Simulation and Results
This example uses a 480p RGB input image. The input pixels use the uint8
data type for either grayscale and RGB input images.
This implementation uses on chip BRAM memory rather than external DDR memory. The amount of BRAM required for the computation of output pixel intensities is directly proportional to the number of input lines required to be buffered in the cache. This bar graph shows the number of lines required in the cache for different angles of rotation of the output image. For this graph, the scaling factor is 1.1, and the translation in the x- and y-directions is 0.6 and 0.3, respectively.

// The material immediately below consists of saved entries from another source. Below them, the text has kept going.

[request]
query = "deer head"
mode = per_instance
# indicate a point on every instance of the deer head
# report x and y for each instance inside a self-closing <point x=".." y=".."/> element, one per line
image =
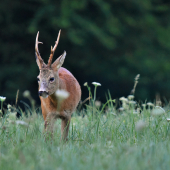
<point x="48" y="79"/>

This figure shows the input image and the corresponding output image rotated by an angle of four degrees, scaled by a factor of 1.1, and translated by 0.4 and 0.8 in the x- and y-directions, respectively. The results of the ImageWarpHDL model match the output of the imwarp
function in MATLAB.
To check and generate the HDL code referenced in this example, you must have an HDL Coder™ license.
To generate the HDL code, use this command.
makehdl('ImageWarpHDL/ImageWarpHDLAlgorithm')
To generate the test bench, use this command.
makehdltb('ImageWarpHDL/ImageWarpHDLAlgorithm')
This design was synthesized using Xilinx® Vivado® for the Xilinx® Zynq®-7000 SoC ZC706 development kit and met a timing requirement of over 200MHz. The table shows the resource utilization for the HDL subsystem.
% =============================================================== % |Model Name || ImageWarpHDL || % =============================================================== % |Input Image Resolution || 480 x 640 || % |Slice LUTs || 7325 || % |Slice Registers || 7431 || % |BRAM || 97 || % |Total DSP Blocks || 82 || % ===============================================================